I found that the [^] block is causing the error. By simply switching [^] to [\S\s] I was able to attain the expected output in IE9.

var str = 'abc 123\nabc 123\nabc 123\ntest xyz';
var reg = /((?:abc.[\S\s]*?)?test\s*(?:xyz)?\s*)[\S\s]*?/;
alert(reg.exec(str));

Output

Expected: ["abc 123\nabc 123\nabc 123\ntest xyz","abc 123\nabc 123\nabc 123\ntest xyz"]

Chrome: ["abc 123\nabc 123\nabc 123\ntest xyz","abc 123\nabc 123\nabc 123\ntest xyz"]

IE9: ["abc 123\nabc 123\nabc 123\ntest xyz","abc 123\nabc 123\nabc 123\ntest xyz"]

Question

So what is the essential difference between [^] and [\S\s]? What is the problem here?
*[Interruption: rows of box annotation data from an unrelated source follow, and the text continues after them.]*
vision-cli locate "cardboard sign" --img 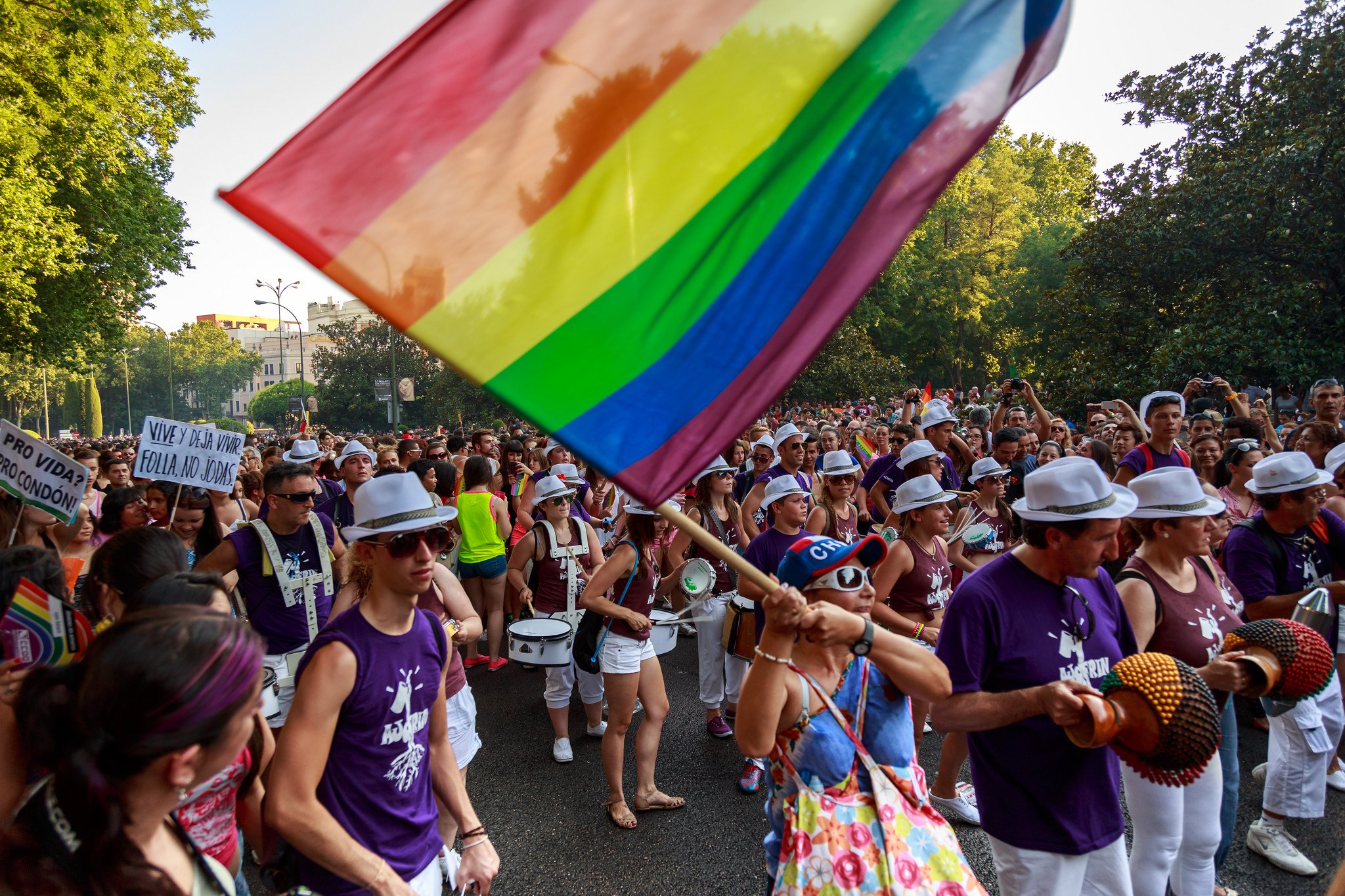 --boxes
[0,421,88,525]
[136,416,244,492]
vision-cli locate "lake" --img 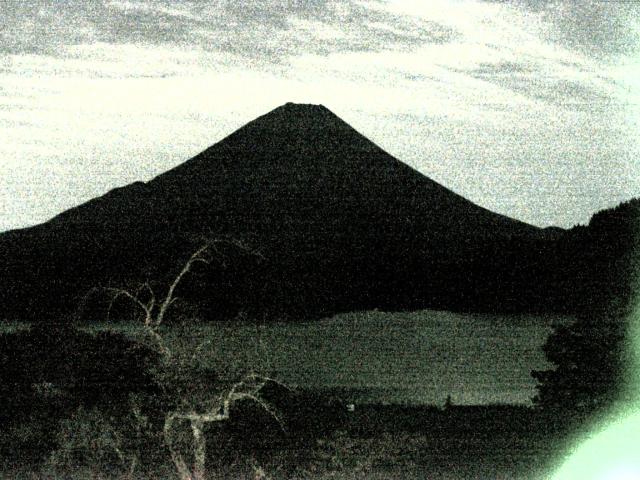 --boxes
[142,310,568,404]
[2,310,569,405]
Am I just dealing with an edge-case in the IE-javascript engine?


Solution

  • There is no difference between [^] and [\s\S]. [^] exists in the Javascript specifications but IE9 doesn't handle it as many other Javascript features.

    It seems that [^] is AFAIK particular to Javascript. I have never seen it in an other regex flavour. In other flavours [^] can be seen either as a syntax error or as an unclosed character class (in this case the closing bracket is not the end of the character class because it is immediately after the ^ and the class will eventually be closed at the next closing bracket if it exists).

    Note that [^] and [] are allowed since the first time regex features were added to the language (ECMA-262, 3rd edition December 1999).

    In ECMA-262 third edition specifications (15.10.2.13), you can read that a negative character class is defined like this:

    CharacterClass :: [^ ClassRanges ]
    

    where ClassRanges can be empty or not.

    This definition is always the same in the 6th edition (June 2015).